It seems that there will be some refactoring of the tokenizer code. Regarding this, I'd like to recall my proposal on readline hooks. It would be nice if char* based PyOS_Readline API was replaced by a Python str based hook customizable by Python code. I propose to add function sys.readlinehook accepting optional prompt and returning a line read interactively from a user. There would also be sys.__readlinehook__ containing the original value of sys.readlinehook (similarly to sys.(__)displayhook(__), sys.(__)excepthook(__) and sys.(__)std(in/out/err)(__)).

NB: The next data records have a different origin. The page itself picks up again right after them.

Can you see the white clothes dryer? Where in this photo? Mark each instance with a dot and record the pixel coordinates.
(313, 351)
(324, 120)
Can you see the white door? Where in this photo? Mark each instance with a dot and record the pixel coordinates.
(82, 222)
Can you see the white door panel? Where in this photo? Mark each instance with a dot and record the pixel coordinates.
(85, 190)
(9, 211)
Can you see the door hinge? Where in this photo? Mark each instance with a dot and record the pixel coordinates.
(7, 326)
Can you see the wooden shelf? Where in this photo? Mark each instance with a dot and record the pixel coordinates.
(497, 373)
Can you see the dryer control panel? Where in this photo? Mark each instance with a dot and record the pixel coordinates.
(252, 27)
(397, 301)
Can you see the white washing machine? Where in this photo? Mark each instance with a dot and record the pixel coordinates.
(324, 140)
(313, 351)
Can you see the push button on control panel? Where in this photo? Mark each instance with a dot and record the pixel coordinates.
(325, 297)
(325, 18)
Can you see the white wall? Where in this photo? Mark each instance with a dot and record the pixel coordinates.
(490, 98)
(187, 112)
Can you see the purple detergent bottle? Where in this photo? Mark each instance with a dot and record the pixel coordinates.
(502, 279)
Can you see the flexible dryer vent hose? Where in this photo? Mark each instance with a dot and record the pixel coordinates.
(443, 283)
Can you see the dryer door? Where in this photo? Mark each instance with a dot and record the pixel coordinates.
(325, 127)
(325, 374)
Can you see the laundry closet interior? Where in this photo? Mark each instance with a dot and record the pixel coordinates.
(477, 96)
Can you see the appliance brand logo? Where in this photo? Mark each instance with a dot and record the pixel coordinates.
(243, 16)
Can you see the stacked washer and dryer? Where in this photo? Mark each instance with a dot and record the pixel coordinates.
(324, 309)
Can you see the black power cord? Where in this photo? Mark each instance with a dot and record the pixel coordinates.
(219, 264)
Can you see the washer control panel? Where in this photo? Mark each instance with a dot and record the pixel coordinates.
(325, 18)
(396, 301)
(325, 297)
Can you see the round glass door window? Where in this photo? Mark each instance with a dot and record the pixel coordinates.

Currently, the input is read from C stdin even if sys.stdin is changed (see http://bugs.python.org/issue17620). This complicates fixing http://bugs.python.org/issue1602 – the standard sys.std* streams are not capable of communicating in Unicode with Windows console, and replacing the streams with custom ones is not enough – one has also to install a custom readline hook, which is currently complicated. And even after installing a custom readine hook one finds out that Python tokenizer cannot handle UTF-16, so he has to wrap the custom stream objects just to let their encoding attribute have a different value, because readlinehook currently returns char* rather than a Python string. For more details see the documentation of my package: https://github.com/Drekin/win-unicode-console.

The pyreadline package also sets up a custom readline so it would benefit if doing so would be easier. Moreover, the two consumers of PyOS_Readline API – the input function and the tokenizer – assume a different encoding of the bytes returned by the readlinehook. Effectively, one assumes sys.stdout.encoding and the other sys.stdin.encoding, so if these two are different, there is no way to implement a correct readline hook.

If sys.readlinehook was added, the builting input function would be just a thin wrapper over sys.readlinehook removing the newline character and turning no input into EOFError. I thing that the best default value for sys.readlinehook on Windows would be stdio_readline – just write the prompt to sys.stdout and read a line from sys.stdin. On Linux, the default implementation would call GNU readline if it is available and sys.stdin and sys.stdout are standard TTYs (the check present in the current implementation of the input function), and it would call stdio_readline otherwise.